Tax Debt Interest

In a recent Chapter 13 bankruptcy case, the bankruptcy court was faced with the issue of how to apply interest on tax debt in a repayment plan.

As stated in the Trustee’s original motion filed in each case to modify the subject claims, Debtors’ respective proposed Chapter 13 plans and their Orders of Confirmation provided for payment of Creditors’ claims without interest. Creditors’ proofs of claim, in stark contrast, provided for 24% interest. In response to the Trustee’s objection filed in each case to pay Creditors’ claims at a significantly reduced interest rate in accordance with Till v. SCS Credit Corporation, 541 U.S. 465, 479 (2004) (holding that the “prime-plus” or formula approach best equates with the “present value” requirement of the Chapter 13 “cram down” bankruptcy provision for allowed secured claims codified in § 1325(a)(5)(B)(ii)), Creditors unsuccessfully argued that their claims were shielded by the anti-modification protections of § 511(a), which was enacted as part of the Bankruptcy Abuse Prevention and Consumer Protection Act of 2005 (“BAPCPA”).

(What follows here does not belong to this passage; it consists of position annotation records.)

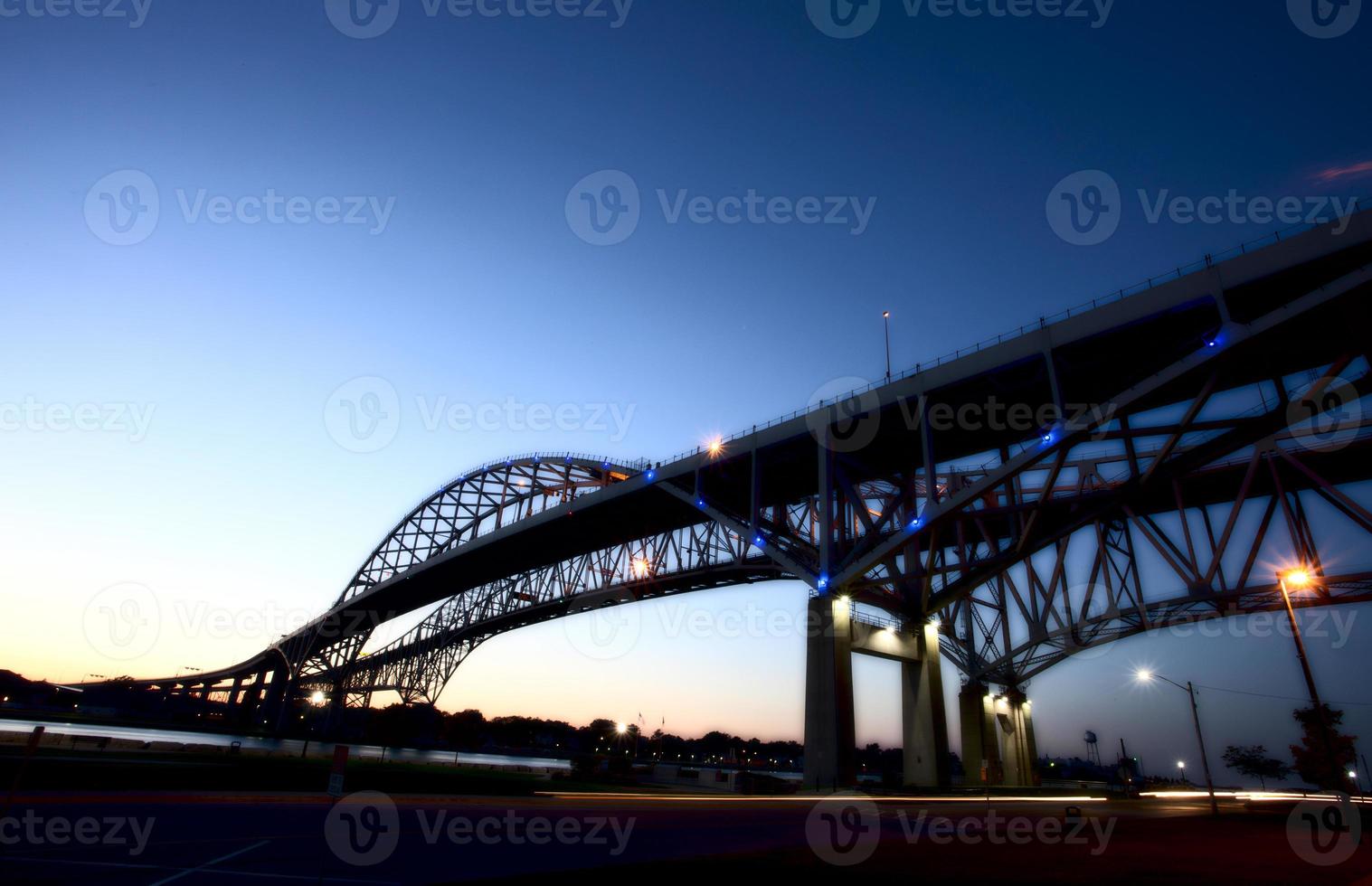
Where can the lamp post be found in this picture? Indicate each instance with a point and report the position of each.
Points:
(1300, 579)
(885, 320)
(1196, 718)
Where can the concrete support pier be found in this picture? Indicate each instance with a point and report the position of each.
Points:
(830, 740)
(830, 737)
(998, 745)
(1019, 752)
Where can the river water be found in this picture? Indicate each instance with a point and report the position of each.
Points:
(289, 745)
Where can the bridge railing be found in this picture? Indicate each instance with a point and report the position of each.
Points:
(1119, 295)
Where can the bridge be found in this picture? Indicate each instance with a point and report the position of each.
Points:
(1144, 462)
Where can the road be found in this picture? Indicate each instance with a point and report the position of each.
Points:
(243, 838)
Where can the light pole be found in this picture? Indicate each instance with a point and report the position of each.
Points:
(1300, 579)
(885, 320)
(1196, 716)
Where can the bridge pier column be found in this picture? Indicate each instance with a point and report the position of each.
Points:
(979, 740)
(925, 721)
(1021, 753)
(830, 737)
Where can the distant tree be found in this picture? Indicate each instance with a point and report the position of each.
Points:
(464, 729)
(1312, 758)
(1253, 760)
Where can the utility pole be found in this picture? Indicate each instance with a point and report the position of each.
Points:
(885, 317)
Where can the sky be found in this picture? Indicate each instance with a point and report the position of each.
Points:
(615, 230)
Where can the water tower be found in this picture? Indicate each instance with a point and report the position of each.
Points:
(1093, 752)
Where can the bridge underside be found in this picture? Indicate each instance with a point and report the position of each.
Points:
(1153, 464)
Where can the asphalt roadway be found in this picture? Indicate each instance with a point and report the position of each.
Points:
(372, 838)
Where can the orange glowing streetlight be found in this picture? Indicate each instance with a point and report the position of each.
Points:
(1301, 579)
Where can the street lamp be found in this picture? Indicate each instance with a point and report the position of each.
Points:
(1144, 675)
(885, 318)
(1300, 579)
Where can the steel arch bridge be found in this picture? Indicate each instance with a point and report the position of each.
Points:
(1197, 434)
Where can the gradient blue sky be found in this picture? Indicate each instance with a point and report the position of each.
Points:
(238, 501)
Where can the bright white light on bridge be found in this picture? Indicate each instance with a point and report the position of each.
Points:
(1297, 579)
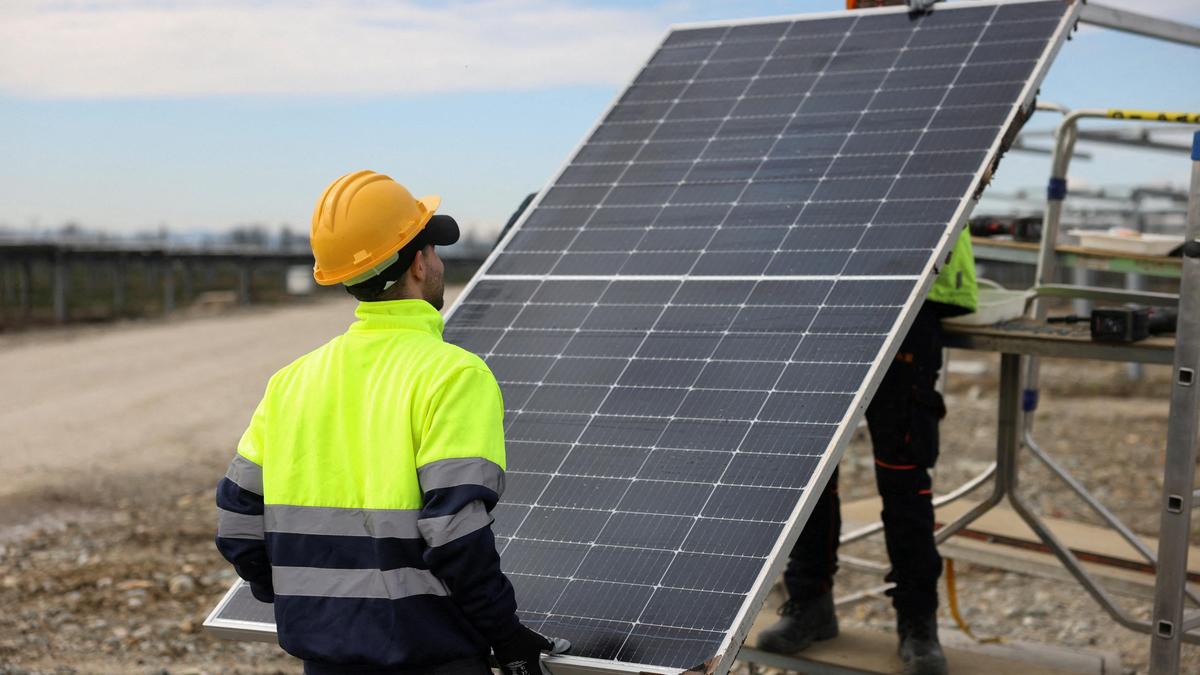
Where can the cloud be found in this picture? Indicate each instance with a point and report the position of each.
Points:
(154, 48)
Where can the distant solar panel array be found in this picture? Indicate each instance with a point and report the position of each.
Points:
(693, 314)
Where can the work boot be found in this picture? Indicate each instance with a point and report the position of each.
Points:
(919, 649)
(801, 626)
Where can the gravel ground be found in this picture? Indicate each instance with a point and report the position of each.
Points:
(121, 577)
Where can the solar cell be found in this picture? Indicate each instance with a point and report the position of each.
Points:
(694, 312)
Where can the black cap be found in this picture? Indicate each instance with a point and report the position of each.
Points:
(441, 231)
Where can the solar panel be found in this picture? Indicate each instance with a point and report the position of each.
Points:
(689, 320)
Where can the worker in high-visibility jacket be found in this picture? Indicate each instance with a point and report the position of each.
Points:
(359, 499)
(903, 419)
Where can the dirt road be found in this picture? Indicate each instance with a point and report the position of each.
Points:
(97, 410)
(87, 413)
(112, 438)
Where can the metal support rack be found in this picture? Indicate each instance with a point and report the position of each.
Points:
(1021, 344)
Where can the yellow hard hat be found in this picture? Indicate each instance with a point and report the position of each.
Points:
(361, 219)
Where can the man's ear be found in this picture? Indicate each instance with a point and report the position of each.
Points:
(418, 268)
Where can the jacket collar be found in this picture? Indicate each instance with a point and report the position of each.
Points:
(397, 315)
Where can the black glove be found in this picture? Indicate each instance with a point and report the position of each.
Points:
(521, 653)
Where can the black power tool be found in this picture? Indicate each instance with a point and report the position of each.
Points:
(1125, 324)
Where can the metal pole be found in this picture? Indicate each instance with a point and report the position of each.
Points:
(27, 287)
(1179, 471)
(60, 287)
(168, 286)
(1140, 24)
(1008, 437)
(118, 273)
(245, 275)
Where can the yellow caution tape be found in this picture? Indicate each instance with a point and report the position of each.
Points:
(1186, 118)
(952, 593)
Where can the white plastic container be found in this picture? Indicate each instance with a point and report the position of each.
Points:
(1120, 240)
(996, 304)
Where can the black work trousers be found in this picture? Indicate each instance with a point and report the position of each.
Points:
(903, 420)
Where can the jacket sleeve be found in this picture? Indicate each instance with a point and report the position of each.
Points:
(240, 527)
(460, 465)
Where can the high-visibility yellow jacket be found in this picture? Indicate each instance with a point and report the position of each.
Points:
(955, 284)
(360, 496)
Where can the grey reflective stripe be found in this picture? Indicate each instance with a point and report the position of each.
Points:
(445, 529)
(247, 475)
(239, 525)
(391, 584)
(462, 471)
(343, 521)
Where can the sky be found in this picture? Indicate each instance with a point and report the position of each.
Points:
(130, 115)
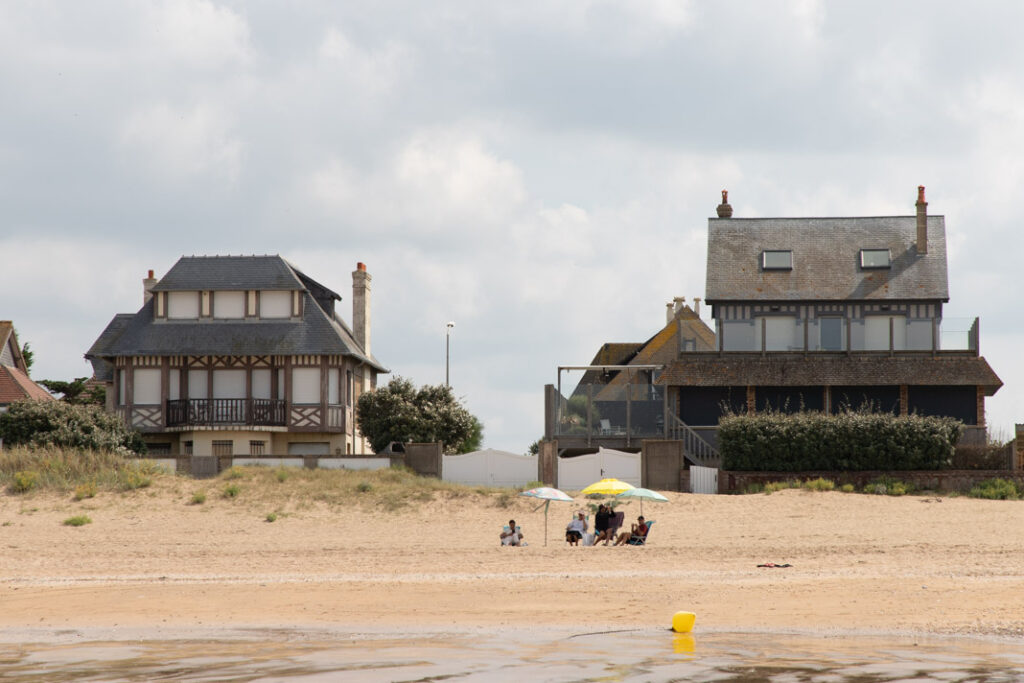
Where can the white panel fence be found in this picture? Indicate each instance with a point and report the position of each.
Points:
(489, 468)
(704, 479)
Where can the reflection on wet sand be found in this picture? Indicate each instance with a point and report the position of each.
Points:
(506, 655)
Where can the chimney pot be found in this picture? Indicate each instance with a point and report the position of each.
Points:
(922, 221)
(724, 209)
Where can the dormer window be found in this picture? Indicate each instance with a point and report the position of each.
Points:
(875, 258)
(776, 260)
(274, 304)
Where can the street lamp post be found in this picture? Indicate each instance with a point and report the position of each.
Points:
(448, 347)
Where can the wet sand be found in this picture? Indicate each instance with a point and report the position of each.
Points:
(863, 564)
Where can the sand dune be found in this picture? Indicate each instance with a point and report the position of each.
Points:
(859, 563)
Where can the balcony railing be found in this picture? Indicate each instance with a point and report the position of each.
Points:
(882, 333)
(261, 412)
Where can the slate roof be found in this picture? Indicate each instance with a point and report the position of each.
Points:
(797, 370)
(232, 273)
(320, 332)
(825, 259)
(15, 385)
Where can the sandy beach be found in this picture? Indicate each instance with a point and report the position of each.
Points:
(860, 563)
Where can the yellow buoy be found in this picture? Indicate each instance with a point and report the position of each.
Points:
(683, 622)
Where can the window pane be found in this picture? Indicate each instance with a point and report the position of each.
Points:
(875, 258)
(228, 304)
(832, 334)
(777, 260)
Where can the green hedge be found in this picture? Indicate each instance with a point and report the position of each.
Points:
(849, 441)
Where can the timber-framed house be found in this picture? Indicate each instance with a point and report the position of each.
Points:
(240, 355)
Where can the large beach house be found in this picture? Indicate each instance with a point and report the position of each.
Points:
(240, 355)
(811, 313)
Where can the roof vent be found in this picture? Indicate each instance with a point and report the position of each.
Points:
(724, 210)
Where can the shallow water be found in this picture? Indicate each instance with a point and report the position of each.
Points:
(505, 655)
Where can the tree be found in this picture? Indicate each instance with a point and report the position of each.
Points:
(76, 391)
(54, 423)
(401, 413)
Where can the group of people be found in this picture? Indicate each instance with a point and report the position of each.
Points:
(603, 530)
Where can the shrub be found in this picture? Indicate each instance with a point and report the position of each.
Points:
(25, 481)
(83, 491)
(54, 423)
(996, 489)
(849, 441)
(78, 520)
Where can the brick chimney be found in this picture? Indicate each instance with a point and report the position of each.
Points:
(360, 306)
(147, 284)
(724, 209)
(922, 221)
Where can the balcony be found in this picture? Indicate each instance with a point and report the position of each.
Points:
(880, 333)
(202, 412)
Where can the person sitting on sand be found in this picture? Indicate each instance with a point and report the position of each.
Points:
(636, 536)
(602, 522)
(576, 529)
(511, 535)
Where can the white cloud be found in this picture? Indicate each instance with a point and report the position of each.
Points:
(197, 33)
(183, 143)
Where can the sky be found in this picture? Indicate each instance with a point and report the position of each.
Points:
(539, 173)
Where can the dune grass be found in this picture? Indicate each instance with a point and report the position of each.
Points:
(65, 470)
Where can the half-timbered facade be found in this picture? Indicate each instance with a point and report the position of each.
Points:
(240, 355)
(826, 313)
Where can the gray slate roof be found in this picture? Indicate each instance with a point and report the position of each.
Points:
(320, 332)
(710, 370)
(825, 259)
(230, 272)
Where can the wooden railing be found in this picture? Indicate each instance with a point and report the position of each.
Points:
(695, 447)
(264, 412)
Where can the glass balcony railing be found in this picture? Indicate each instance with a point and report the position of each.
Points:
(873, 333)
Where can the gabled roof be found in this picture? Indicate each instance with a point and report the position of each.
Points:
(320, 332)
(15, 385)
(10, 352)
(231, 272)
(825, 259)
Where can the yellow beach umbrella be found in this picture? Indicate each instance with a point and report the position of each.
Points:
(606, 487)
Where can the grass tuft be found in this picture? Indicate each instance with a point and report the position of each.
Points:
(78, 520)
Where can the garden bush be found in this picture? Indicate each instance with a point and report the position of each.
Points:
(54, 423)
(849, 441)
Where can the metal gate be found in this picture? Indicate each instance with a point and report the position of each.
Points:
(704, 479)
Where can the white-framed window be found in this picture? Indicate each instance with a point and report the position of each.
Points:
(333, 387)
(781, 333)
(875, 258)
(776, 259)
(274, 304)
(145, 386)
(198, 384)
(305, 385)
(228, 305)
(877, 330)
(261, 383)
(182, 305)
(228, 384)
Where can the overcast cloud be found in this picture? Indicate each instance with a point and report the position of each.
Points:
(539, 172)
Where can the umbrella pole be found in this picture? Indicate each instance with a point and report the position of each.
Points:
(547, 504)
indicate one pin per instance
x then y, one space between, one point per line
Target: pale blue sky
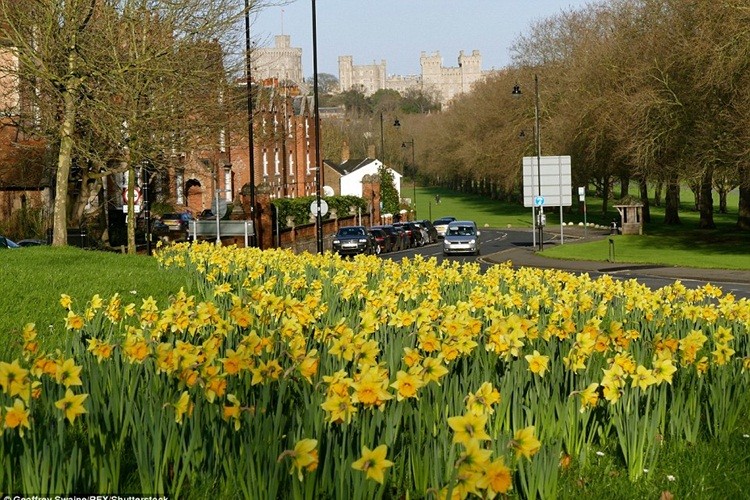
399 30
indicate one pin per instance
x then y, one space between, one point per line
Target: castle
284 62
446 82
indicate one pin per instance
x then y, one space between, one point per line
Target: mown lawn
33 279
674 245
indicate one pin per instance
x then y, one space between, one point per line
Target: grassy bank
33 279
671 245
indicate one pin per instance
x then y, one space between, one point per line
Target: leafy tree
419 101
388 192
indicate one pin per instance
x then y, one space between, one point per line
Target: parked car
441 225
414 233
394 238
403 238
178 224
6 243
385 240
353 240
461 237
429 230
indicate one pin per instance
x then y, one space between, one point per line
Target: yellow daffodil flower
373 462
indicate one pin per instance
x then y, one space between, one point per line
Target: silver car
461 237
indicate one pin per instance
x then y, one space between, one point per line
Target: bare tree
109 83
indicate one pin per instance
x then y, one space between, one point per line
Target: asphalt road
499 246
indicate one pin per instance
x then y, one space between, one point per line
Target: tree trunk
624 185
706 200
64 159
743 212
657 193
643 184
672 202
697 190
723 200
131 210
605 193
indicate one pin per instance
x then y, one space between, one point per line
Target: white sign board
553 173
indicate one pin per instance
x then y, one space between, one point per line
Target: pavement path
525 256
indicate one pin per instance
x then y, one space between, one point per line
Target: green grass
691 249
705 470
671 245
33 279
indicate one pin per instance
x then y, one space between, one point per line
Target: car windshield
461 230
351 231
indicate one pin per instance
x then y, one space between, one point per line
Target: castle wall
282 62
449 82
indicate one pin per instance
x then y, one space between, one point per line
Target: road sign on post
137 197
323 207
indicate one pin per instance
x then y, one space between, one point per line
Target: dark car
6 243
353 240
31 242
441 225
384 240
394 238
403 238
429 229
414 233
178 224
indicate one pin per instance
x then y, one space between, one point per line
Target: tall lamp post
318 212
382 140
537 139
410 143
251 157
404 144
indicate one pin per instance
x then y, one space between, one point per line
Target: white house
351 172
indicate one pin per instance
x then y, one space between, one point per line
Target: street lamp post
538 142
410 143
251 155
382 140
318 212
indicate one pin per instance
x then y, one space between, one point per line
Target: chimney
345 154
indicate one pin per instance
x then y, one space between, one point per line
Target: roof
353 165
350 166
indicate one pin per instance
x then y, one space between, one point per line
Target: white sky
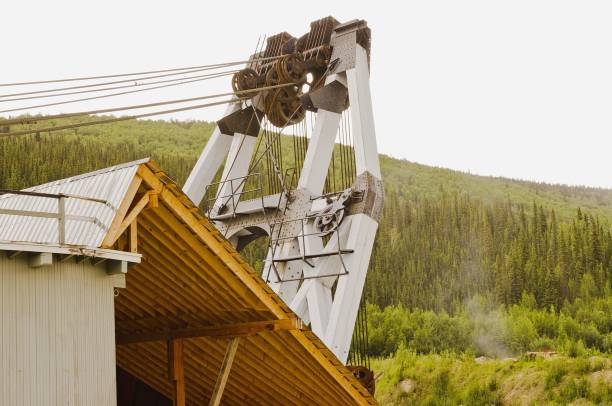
521 89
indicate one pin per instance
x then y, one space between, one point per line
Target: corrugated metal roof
108 184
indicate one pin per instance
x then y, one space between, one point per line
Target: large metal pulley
328 219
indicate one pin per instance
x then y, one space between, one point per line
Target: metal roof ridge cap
70 249
86 175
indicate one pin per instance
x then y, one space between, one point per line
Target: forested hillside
444 235
463 266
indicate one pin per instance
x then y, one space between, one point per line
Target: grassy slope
408 379
458 379
187 139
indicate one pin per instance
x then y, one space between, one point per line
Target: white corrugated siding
57 334
108 184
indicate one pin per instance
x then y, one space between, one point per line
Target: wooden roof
193 284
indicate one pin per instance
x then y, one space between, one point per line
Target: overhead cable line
134 80
107 95
136 73
117 119
29 120
136 84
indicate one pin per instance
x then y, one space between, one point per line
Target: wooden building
128 272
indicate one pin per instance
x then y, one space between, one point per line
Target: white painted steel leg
209 162
349 289
236 166
287 271
362 116
320 148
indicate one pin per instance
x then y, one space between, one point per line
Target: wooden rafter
176 370
112 234
228 360
222 331
185 215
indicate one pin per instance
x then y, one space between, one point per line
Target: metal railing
61 215
241 189
277 238
237 191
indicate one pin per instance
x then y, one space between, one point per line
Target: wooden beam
134 236
176 370
131 217
249 279
112 235
230 353
222 331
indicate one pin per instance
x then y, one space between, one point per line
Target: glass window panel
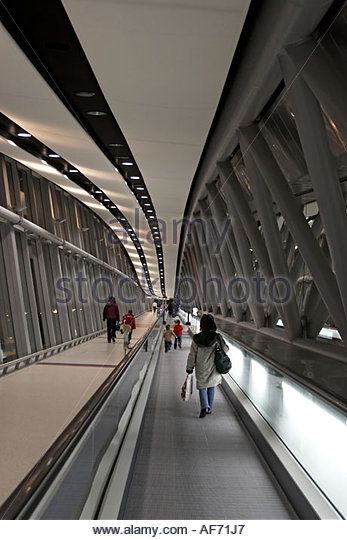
25 288
52 292
7 337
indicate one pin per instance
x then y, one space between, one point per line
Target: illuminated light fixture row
126 163
96 192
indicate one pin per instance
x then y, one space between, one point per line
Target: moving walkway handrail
38 479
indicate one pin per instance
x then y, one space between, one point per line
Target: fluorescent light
84 93
96 113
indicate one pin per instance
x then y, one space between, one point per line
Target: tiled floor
38 402
191 468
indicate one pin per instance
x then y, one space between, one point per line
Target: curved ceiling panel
52 46
161 65
29 102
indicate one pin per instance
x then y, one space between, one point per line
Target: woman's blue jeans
206 396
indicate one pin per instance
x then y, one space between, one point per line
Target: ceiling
161 65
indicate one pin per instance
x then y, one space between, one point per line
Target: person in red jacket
129 320
111 315
178 331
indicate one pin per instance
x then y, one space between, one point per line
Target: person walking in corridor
201 357
111 315
129 320
178 331
168 335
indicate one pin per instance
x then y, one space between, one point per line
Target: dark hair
207 323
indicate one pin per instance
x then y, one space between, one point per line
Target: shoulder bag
221 359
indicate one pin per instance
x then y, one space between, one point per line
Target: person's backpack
221 359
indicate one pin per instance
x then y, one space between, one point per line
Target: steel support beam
324 77
300 230
322 170
288 311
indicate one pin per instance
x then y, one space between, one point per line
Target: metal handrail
25 361
38 479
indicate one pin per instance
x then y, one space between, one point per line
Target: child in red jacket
178 331
129 320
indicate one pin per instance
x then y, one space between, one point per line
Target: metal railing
25 361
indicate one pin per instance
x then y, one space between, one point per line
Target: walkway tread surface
38 402
191 468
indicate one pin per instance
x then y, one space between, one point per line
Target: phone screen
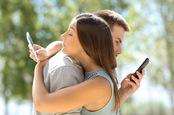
142 66
30 41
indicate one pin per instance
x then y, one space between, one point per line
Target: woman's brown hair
95 37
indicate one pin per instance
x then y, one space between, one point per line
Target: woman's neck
88 63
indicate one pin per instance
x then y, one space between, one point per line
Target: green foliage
144 108
46 21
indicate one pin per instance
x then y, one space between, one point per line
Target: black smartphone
142 66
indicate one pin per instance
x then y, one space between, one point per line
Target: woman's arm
70 98
46 53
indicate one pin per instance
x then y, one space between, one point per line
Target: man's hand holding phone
37 53
41 52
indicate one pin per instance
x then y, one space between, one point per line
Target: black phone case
142 66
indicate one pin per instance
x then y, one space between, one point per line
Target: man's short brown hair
113 18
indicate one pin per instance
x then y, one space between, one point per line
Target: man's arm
46 53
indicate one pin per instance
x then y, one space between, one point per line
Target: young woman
89 40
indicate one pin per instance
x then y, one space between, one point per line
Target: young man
55 72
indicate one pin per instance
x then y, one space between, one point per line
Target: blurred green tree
45 20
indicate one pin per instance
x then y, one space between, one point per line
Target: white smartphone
31 44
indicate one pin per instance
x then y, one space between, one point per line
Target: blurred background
151 35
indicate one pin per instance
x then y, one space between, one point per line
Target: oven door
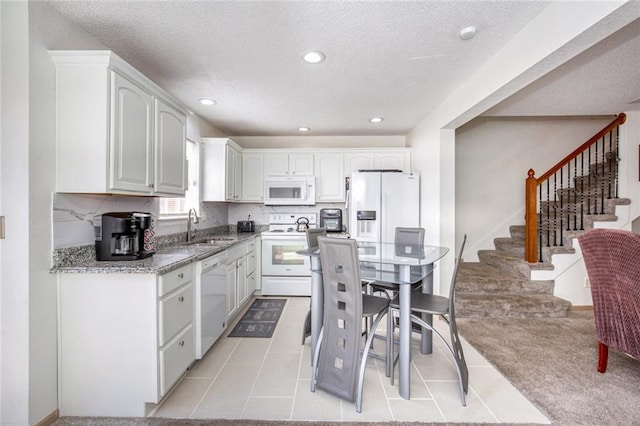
279 256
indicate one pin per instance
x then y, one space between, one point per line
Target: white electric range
285 273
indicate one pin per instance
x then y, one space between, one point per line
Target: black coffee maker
124 236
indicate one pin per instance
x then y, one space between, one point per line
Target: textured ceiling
393 59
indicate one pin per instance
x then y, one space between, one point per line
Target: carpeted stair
500 284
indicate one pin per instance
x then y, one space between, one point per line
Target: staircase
499 285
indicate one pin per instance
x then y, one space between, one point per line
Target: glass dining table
402 264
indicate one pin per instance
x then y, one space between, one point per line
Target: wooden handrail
532 183
620 119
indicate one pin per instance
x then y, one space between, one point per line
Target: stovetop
280 223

There is an important distinction to be made in this Chapter 13 bankruptcy case. Section 511(a) of the bankruptcy code specifically states that tax claims are exempt from modifications to their interest rate. This may include tax claims which have been acquired by third-parties depending on the state in which the bankruptcy is filed.  In the state of Texas, if a third-party acquires a tax lien, that debt retains its secured and priority status, including the protection from “cram downs” in bankruptcy.  However, any interest rate applied to tax debt held by the state or by third-party creditors must be justified. In other words, a creditor cannot simply tack on whatever amount of interest they choose in Chapter 13 bankruptcy.